Bangkit amarah da tak tertahankan lagi lantaran merasa harga dirinya diinjak-injak, terkait peraturan belasting itu, yang mengenakan pajak tanah. Padahal, tanah-tanah di Manggopoh, sebenarya sudah dimiliki oleh rakyat secara turun-temurun. Di tempat lain, seperti di Kamang, Bukittinggi pun terjadi hal serupa.

Pemberontakan rakyat bermula dari kesemena-menaan Belanda memberlakukan pajak atas tanah rakyat (blasting). Pemberontak yang dimulai dari Kamang, tak terelakkan menjalar ke Manggopoh. Mandeh Siti bersama dengan pemuda militan dari Manggopoh, membentuk Badan Perjuangan (BP) yang diisi oleh 14 orang setempat.

Selain Siti, di dalam BP ada sang suami, Rasyid (suami Siti), Majo Ali, dan St. Marajo Dullah. Selain itu juga sejumlah nama seperti Tabat, Dukap Marah Sulaiman, Sidi Marah Kalik, Dullah Pakih Sulai, Muhammad, Unik, Tabuh St. Mangkuto, Sain St. Malik, Rahman Sidi Rajo, dan Kana.

Perang Manggopoh pecah pada 16 Juni 1908, bersamaan dengan Perang Kamang yang dikenal juga sebagai “Perang Belasting”. Dalam sejarah tanah Minang, setidaknya tercatat, Mande Siti berperang dua kali dengan Belanda. Pertama, Kamis malam, 15 Juni 1908, yang menjadi titik dimulainya perjuangan.

Disebutkan, dalam suatu penyerangan, Siti menjadikan dirinya sebagai umpan ketika menyusup ke markas Belanda. Saat itu, puluhan orang Belanda sedang mengadakan perjamuan.

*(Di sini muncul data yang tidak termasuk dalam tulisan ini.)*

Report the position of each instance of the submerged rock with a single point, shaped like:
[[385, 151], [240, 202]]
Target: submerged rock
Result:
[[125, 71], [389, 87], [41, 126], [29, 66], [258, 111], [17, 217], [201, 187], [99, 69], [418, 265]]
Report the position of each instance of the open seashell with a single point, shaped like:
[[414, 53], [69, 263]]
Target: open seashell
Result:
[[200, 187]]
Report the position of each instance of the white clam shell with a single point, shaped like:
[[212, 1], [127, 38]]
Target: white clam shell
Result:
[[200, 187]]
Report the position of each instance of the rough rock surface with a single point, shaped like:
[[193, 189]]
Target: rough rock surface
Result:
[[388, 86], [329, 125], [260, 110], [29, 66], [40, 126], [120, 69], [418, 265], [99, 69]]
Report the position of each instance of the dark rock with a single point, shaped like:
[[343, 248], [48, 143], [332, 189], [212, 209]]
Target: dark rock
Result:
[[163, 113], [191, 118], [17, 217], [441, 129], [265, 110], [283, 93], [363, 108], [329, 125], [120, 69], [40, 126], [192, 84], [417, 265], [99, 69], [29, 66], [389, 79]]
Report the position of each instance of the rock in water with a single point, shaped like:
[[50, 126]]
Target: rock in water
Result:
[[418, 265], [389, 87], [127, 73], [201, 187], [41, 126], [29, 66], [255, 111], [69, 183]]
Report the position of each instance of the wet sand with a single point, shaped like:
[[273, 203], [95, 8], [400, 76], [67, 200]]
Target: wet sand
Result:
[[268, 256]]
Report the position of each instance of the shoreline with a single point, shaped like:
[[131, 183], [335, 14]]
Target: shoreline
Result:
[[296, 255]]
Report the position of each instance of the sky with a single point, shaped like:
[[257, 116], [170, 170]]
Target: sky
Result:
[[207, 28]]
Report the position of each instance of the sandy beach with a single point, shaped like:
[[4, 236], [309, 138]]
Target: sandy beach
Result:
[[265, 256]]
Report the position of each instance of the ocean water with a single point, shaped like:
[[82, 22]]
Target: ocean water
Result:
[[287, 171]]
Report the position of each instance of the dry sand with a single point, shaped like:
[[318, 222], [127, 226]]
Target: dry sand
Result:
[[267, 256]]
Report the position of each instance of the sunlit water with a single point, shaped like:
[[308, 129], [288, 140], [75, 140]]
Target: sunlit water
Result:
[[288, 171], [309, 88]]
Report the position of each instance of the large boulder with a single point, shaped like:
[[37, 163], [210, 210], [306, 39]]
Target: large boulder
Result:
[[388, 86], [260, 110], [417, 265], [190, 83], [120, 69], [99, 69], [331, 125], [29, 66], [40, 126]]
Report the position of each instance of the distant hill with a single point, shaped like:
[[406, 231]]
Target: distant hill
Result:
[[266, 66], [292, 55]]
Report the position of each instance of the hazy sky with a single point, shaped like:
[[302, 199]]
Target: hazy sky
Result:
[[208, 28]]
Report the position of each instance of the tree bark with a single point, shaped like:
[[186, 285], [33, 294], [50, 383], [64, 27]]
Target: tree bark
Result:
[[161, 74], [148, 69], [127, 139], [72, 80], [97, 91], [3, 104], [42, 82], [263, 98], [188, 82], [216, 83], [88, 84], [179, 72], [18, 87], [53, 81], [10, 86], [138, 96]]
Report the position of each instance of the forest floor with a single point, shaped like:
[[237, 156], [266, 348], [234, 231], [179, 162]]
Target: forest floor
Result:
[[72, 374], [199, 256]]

Siti yang menyusup ke dalam. Kemudian diam-diam ia padamkan lampu. Setelah ia memberi tanda kepada para pejuang yang sudah siaga di luar, para pejuang menyerang. Selanjutnya, terjadilah peristiwa tak terlupakan dalam sejarah Minang itu.

Luar biasanya, dalam penyerbuan tersebut, tak seorang pun pejuang yang gugur. Bahkan, mereka berhasil membunuh 53 dari 55 serdadu Belanda. Dua serdadu Belanda yang megalami luka serius berhasil meloloskan diri ke Lubuk Basung (kini Ibu Kota Kab. Agam).

Perang kedua terjadi saat kedua antek Belanda yang kabur itu, kembali dengan bantuan tentara Belanda dari Bukittinggi dan Padang Pariaman. Dalam insiden 16 Juni 1908 ini, tentara kolonial Belanda memorak-porandakan Manggopoh.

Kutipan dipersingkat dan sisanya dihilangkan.